How to Decide Between Using S3 Directly Vs Using CloudFront on Top of S3
When you store your files in the Nuxeo Platform and you want to get all the benefits from AWS cloud solutions, a time comes when you have to decide how to access the blobs stored in the Nuxeo Platform. And - it’s always a challenge - especially when everyone wants the best performance while being efficient. Finding the best solution between Amazon S3 or Azure and then having to think about using a CDN or not, is not so easy. So in this post, we’ll talk about the AWS based solutions to help you decide between using S3 directly, or CloudFront forwarding to a S3 bucket.
A while ago, I talked about how to scale your blob download rate and we saw that we can easily configure the Nuxeo Platform to generate a direct S3 signed URL, or get a URI on CloudFront object in front of S3 with a signed URL.
Let's imagine the following scenario:
I know that I have some customers at Edge locations, I know that CloudFront is the AWS CDN, and I know (for sure) that I need speed! But we have to consider that S3 is region-replicated, but it definitely does not have as many CloudFront endpoints at Edge locations available.
So, I'm not comparing the gain you'll get from fetching multiple typical web assets through a CDN, such as stylesheets, GIFs, JPEGs or .js - That is not what the Nuxeo Platform is designed for (it certainly could do so, but as you know, doing more sometimes lets us do less! We are storing big digital assets that will be fetched once at a time.)
For example, we can talk about the gain for 1 request (1 request means 1 download. Keep in mind that with an average asset 1 download is usually around 5MB, and rarely smaller sizes.)
Let's compare! Imagine the day when you, one of the best product owners in your company, will have to decide between those two configurations in the Nuxeo Platform:
- Storing blobs on S3 and configuring direct S3 access to download assets.
- Redirecting to CloudFront instead of S3, that is configured with an S3 distribution and with security as well.
Your day could look like:
- You think you want to use CloudFront in front of S3. Nice choice - You know how to speed things up from our last blog, but you need to justify this to your scrum team. As you think about it, your thoughts wander:
- You (the PO) hesitate between S3 and CloudFront+S3 during your prioritization session, as you jump from blog post to blog post that discusses performance (1 hour - if you are the Usain Bolt of blog reading… 3 hours if you are a mere mortal like the rest of us!)
- You explain the idea to the team, and, of course, the team wants to discuss it. They repeatedly ask "But why?
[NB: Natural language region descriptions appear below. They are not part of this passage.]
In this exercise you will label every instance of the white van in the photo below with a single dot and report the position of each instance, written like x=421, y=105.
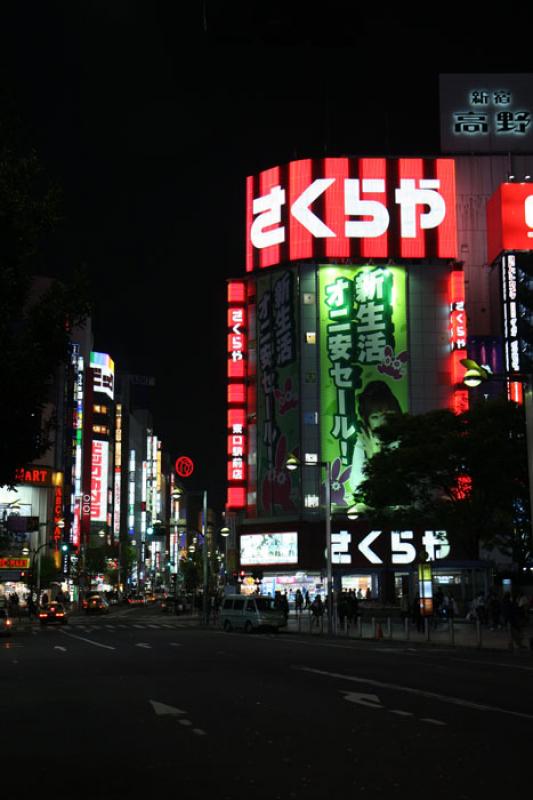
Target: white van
x=250, y=613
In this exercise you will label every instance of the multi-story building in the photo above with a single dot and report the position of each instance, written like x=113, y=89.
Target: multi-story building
x=364, y=279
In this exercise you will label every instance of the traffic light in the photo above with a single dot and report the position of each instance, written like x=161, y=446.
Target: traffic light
x=475, y=373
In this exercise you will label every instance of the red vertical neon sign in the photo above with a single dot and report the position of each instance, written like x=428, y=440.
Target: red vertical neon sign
x=237, y=373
Why CloudFront?" (The discussion goes on for at least 10 minutes.)
- Eventually the team agrees, and your senior developer moves the task into the "In progress" column on your kanban - Hoorah! - (5 seconds)
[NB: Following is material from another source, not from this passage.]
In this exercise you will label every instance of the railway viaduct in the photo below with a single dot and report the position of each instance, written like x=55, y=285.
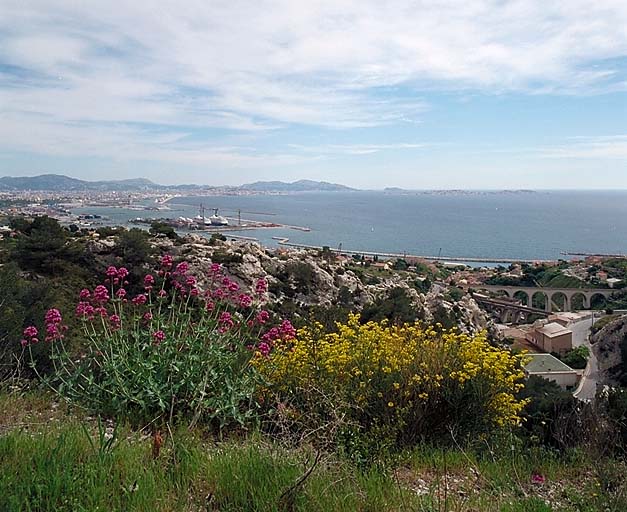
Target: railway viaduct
x=526, y=294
- Then the development team takes a break before starting the task (10 minutes if it's just for coffee, longer if the team requires food.)
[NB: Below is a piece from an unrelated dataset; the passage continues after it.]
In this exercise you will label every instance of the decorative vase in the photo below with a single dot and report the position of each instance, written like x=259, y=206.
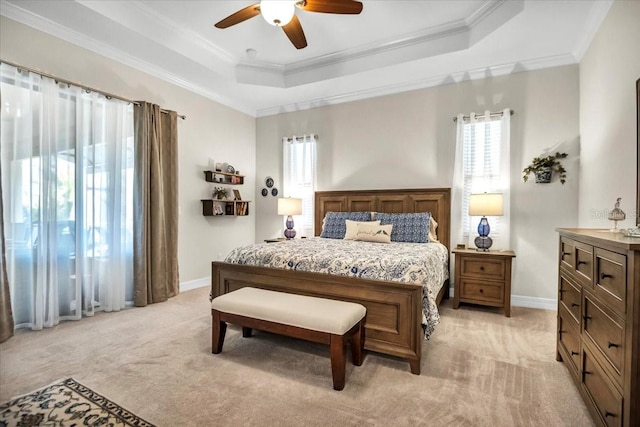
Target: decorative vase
x=543, y=175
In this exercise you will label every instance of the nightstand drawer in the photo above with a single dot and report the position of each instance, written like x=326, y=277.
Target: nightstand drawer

- The developer knows exactly what he or she has to do. Yeah, they do not have to read the documentation. (0 second)
- The developer asks the AWS administrator to get him or her the CloudFront keys, because if you want secured URLs, only your AWS root account can create the key pairs needed to generate signed URL from the Nuxeo Platform. (2 minutes)
- Then the AWS Administrator, who hasn't logged in for quite sometime tires to recover the root's MFA keys in order to login, as he or she sets it up making sure to keep it secure. (20 minutes)
- Finally, the AWS Administrator generates the private keys, and shares them with the developer (asking him or her to take care of them). (45 minutes theoretically, but probably will take longer!)
- At last, our developer can create the S3 Bucket and configure it as the default blob storage in the Nuxeo Platform (30 minutes, or less - it’s pretty easy.)
- Now the developer is trying to find how to store the CloudFront key pairs, how to use them in the production environment. To do so he or she had to change deployment scripts as they must be secured and definitely not stored in the main sources repository. (2 hours, for sure!)
- And then, changing the deployment stuff breaks the CI chain! Our developer has to fix it (1 hour, perhaps more if Jenkins is being moody!)
- At last, the task is done.
Time taken: 359 minutes and 5 seconds or 21,545 seconds
On the other hand, let’s say you want to keep things simple and want to try with a bare S3 with download requests redirected directly to it
- You (the PO) prioritize the task. (30 seconds)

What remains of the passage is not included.